Curcuma rangjued

Scientific classification
- Kingdom: Plantae
- Clade: Embryophytes
- Clade: Tracheophytes
- Clade: Angiosperms
- Clade: Monocots
- Clade: Commelinids
- Order: Zingiberales
- Family: Zingiberaceae
- Genus: Curcuma
- Species: C. rangjued
- Binomial name: Curcuma rangjued Saensouk & Boonma

= Curcuma rangjued =

- Genus: Curcuma
- Species: rangjued
- Authority: Saensouk & Boonma

Species of flowering plant

Curcuma rangjued is a species of flowering plant in the family Zingiberaceae. It is a perennial plant with yellowish flowers. The species is native to Laos and Thailand, and was described in 2021.

Curcuma rangjued is used to treat poisoning, and is named for a Thai word meaning "to make the poison fade or decrease".

==Taxonomy==
The species was described by Surapon Saensouk and Thawatphong Boonma in 2021. The type specimen was collected in Mae Hong Son province, Thailand, in 2017.

Curcuma rangjued belongs to the subgenus Curcuma.

==Distribution==
Curcuma rangjued is native to the wet tropical biome of Laos and Thailand. It grows in deciduous and dry evergreen forests.

==Description==
Curcuma rangjued is a perennial herb with underground storage organs.

The leafy shoots are 60-120 cm high, and have five to seven leaves. The leaf stems are 12-25 cm long. The leaves are elliptical to oblanceolate, 20-60 cm long, and 10-17 cm wide.

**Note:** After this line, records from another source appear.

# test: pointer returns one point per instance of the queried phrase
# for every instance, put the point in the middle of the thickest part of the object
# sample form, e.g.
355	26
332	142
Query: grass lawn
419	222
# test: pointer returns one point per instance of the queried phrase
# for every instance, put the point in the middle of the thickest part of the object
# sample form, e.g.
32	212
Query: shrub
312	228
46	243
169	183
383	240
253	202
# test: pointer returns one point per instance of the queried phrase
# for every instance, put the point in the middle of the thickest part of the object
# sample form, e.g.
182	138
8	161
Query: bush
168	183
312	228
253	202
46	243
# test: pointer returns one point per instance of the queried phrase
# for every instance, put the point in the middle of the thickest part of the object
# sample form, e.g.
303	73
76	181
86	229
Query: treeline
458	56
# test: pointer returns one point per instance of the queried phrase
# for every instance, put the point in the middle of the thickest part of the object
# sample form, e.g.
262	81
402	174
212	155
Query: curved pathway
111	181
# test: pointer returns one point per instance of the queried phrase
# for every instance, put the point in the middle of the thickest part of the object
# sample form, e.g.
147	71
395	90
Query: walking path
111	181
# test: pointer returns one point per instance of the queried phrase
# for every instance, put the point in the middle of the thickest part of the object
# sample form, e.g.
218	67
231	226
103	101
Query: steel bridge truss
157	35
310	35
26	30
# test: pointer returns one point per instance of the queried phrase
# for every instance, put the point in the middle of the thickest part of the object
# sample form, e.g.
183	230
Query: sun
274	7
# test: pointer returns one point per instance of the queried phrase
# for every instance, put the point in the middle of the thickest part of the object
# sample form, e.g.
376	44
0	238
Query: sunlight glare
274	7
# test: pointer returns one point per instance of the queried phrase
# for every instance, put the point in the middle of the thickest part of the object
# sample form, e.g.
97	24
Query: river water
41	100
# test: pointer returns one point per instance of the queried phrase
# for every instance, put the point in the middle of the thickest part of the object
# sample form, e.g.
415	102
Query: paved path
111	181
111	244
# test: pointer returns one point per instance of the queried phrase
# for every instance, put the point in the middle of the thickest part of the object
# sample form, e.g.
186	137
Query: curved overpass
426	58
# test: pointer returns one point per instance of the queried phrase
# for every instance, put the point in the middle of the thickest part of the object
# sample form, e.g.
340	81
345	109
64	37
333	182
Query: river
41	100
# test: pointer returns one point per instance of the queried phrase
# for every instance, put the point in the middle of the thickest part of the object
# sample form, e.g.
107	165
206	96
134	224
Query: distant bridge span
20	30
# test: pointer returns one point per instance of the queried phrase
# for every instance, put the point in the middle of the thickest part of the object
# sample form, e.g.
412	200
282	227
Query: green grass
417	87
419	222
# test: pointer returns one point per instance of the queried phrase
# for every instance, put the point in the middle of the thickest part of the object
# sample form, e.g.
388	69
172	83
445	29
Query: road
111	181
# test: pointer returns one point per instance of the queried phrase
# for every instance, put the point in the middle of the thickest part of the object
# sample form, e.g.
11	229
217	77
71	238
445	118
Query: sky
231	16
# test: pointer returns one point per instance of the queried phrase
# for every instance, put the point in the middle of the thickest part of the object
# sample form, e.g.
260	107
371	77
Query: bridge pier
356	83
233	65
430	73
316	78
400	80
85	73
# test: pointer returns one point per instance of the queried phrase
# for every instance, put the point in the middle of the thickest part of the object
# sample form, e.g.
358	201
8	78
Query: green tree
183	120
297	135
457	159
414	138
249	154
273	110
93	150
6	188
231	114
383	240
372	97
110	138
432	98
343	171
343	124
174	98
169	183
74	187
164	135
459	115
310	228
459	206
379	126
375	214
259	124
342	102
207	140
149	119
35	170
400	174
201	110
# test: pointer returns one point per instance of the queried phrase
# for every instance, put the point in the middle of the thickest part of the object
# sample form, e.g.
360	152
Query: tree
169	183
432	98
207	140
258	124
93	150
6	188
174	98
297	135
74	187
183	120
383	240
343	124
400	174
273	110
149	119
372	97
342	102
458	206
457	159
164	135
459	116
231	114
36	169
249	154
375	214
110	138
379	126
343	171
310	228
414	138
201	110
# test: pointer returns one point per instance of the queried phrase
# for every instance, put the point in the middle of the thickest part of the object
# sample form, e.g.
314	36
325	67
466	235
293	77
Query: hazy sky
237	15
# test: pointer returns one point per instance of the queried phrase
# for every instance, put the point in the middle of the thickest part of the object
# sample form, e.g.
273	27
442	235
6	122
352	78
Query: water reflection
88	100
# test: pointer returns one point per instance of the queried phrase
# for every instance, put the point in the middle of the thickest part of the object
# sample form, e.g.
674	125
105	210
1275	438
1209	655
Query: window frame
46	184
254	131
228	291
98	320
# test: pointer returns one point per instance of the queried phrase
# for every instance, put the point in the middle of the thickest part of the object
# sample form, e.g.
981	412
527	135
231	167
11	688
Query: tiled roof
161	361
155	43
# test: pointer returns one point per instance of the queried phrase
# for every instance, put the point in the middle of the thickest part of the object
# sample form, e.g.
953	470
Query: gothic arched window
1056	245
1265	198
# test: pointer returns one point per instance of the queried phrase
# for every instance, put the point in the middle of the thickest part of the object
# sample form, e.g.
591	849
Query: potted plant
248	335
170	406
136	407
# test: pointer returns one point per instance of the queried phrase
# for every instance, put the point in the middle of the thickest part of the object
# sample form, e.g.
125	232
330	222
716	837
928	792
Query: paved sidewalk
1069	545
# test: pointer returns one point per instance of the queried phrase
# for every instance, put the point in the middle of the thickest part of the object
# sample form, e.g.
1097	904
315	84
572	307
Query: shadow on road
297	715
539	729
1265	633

The inflorescence is a thyrse that grows on a 25-35 cm stem. The inflorescence is 15-20 cm long. The calyx is 16-18 mm long, yellowish-white, semitranslucent, and sparsely hairy. The floral tube is pale yellow, narrowly cylindrical at the base, and becomes funnel-shaped at the end. The flowers have a single stamen. The plant flowers in the rainy season, from June to October.

Curcuma rangjued is similar to Curcuma amada and Curcuma sichuanensis. Unlike C. amada and C. sichuanensis, the rhizome of Curcuma rangjued is not aromatic.

==Uses==
The rhizome is used to treat poisoning and inflammation, and is used in detoxification.

==Etymology==
The specific epithet rangjued is derived from the species' common name in Thai, which means 'to make the poison fade or decrease'.